Diese sind recht einfach herzustellen:

Die Ladung ist zunächst anders auf dem Fahrzeug zu positionieren. In Längsrichtung gesehen sind alle Pakete direkt neben- und hintereinander zu stellen. Als Unterlage können hier die schon vorhandenen RH-Matten genutzt werden.

Die gesamte Ladung kann wie folgt in zwei Blocks gestellt werden, um die Lastverteilung entsprechend zu gewährleisten (Lastverteilungsplan beachten!):

 

 

Abbildung 8 KLSK

Nun müssen die einzelnen Pakete mit Niederzurrungen gesichert werden, um die zuvor erwähnten vertikalen Bewegungen zu dämpfen.

Normalerweise sind je Ladeeinheit immer zwei Niederzurrungen zu verwenden, um ein Verdrehen der Ladung auszuschließen. Hier könnte man Kantenschutzwinkel verwenden, die gleichzeitig mehrere Ladeeinheiten schützen.

Dann wird für jedes Ladeeinheitenpaar ein Zurrmittel als Sicherung eingesetzt. In diesem Fall 16 Zurrmittel, wie auf der Abbildung 9 zu erkennen:

 

Abbildung 9 KLSK

 

Um jetzt ausreichend Schutz in sowie gegen die Fahrtrichtung zu bekommen, werden noch zusätzlich je zwei Umspannungen nach vorne und nach hinten eingesetzt; siehe Abbildung 10:

 

 

Abbildung 10 KLSK

Diese Umspannungen haben zwei Funktionen:

  1. Sie sollen die fehlende Sicherungskraft nach vorne und nach hinten aufbringen, die die Niederzurrungen ggf. nicht leisten können.

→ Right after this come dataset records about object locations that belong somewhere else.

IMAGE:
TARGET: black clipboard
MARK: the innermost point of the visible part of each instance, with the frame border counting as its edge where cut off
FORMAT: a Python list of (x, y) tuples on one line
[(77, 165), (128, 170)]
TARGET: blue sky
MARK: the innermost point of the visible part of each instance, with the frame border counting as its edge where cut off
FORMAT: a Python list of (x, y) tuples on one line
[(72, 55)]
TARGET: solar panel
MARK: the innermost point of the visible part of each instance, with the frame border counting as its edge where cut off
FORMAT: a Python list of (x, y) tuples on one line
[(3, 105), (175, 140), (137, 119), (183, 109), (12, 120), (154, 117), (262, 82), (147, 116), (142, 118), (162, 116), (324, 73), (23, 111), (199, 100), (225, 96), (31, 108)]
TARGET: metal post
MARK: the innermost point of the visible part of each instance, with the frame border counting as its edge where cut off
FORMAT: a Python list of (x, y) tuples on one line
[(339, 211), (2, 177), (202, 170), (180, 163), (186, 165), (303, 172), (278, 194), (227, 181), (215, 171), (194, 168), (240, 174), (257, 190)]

  2. Sie sollen in Verbindung mit einer hochkant gestellten Palette die zu schwach gebildete Ladeeinheit an der "Selbstauflösung" hindern.

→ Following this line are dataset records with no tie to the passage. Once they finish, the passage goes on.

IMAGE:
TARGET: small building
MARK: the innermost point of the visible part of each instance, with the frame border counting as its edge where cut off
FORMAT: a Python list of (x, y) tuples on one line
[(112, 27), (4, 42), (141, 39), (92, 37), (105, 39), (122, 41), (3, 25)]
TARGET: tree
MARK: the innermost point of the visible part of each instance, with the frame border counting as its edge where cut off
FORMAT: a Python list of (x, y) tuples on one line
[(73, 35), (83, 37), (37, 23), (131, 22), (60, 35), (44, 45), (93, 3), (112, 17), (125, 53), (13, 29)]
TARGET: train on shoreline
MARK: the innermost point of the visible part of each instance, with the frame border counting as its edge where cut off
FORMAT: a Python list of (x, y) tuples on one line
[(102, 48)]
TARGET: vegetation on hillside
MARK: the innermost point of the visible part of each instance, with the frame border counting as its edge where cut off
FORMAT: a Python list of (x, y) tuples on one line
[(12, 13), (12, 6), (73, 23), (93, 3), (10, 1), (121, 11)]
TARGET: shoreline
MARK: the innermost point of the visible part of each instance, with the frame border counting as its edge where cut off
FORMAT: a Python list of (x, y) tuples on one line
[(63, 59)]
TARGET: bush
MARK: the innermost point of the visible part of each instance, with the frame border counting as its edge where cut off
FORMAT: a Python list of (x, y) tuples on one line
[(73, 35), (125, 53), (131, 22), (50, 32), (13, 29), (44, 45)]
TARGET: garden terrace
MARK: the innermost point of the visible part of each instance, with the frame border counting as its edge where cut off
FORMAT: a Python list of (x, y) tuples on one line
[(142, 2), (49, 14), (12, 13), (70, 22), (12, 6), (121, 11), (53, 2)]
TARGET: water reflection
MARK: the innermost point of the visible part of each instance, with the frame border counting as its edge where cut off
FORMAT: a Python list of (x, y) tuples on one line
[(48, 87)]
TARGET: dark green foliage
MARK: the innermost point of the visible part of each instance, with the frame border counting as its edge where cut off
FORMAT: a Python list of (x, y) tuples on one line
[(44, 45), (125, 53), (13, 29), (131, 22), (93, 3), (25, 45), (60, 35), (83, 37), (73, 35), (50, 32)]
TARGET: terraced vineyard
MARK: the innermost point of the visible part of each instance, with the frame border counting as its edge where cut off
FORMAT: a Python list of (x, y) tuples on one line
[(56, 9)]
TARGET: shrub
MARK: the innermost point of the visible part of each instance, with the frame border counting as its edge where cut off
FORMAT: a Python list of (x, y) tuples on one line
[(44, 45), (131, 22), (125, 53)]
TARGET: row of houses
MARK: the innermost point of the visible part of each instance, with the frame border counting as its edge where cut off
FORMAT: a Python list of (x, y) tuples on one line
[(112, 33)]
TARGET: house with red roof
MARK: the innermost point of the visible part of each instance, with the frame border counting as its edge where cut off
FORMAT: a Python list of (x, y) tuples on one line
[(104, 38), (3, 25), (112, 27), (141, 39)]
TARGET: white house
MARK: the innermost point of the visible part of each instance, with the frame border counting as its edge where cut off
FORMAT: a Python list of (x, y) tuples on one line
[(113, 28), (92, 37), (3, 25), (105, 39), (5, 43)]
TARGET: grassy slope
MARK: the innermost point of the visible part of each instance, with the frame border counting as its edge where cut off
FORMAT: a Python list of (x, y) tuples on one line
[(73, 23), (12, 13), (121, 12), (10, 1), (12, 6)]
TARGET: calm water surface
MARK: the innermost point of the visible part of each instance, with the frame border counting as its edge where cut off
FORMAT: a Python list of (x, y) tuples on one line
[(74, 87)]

Dies ist eine gute Möglichkeit, um diese vermeintlich schwere Ladung zu sichern.

Ladung sichert sich nicht von allein!

Schon gar nicht, wenn sie schwer ist.

Auch nicht, wenn sie schwer wie Blei ist !!!!

Eine ähnliche Ladung, bei der es aber bereits zu einem Schaden gekommen war, findet man im Bild des Monats Mai 2009. Die Tatsache, dass wir uns in der Vergangenheit schon mit derartiger Ladung beschäftigt haben, stimmt selbst einen erfahrenen Ladungssicherungskolumnisten ein wenig melancholisch. Hatte er doch die leise Hoffnung, mit dieser Kolumne etwas zu bewegen. Vielleicht darf man in diesem Gewerbe nicht so anspruchsvoll sein. Die untergelegten RH-Matten zeigen doch eindeutig, dass sich jemand (wer auch immer, vielleicht ja sogar der Verlader) Gedanken gemacht hat. Also gemach, wenn wir noch 10 Jahre an der Ladungssicherung - an dieser und anderer Stelle - arbeiten, bekommen wir ggf. auch noch die Mindestsicherung und nach weiteren 10 Jahren vielleicht sogar eine Direktsicherung.

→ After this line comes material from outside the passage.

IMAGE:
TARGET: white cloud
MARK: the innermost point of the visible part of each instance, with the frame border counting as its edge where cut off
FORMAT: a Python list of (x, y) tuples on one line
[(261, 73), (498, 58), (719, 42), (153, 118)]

Im Gegensatz zu Don Quijote und seinem getreuen Gefährten Sancho Pansa scheinen wir ja doch etwas zu bewirken.

Noch ein Gedanke zur Ladeeinheitenbildung. Die Bebänderung ist nur in Querrichtung erfolgt. Das hat vornehmlich einen Grund: Wären die Stapel auch in Längsrichtung bebändert, könnte sie der Gabenstapler nicht mehr "anfassen". Die Lösung wäre ein anderes Barrenprofil, das ermöglicht, dass die Gabeln des Staplers unter die Barren passen und nicht mehr an der Seite "anfassen" müssen.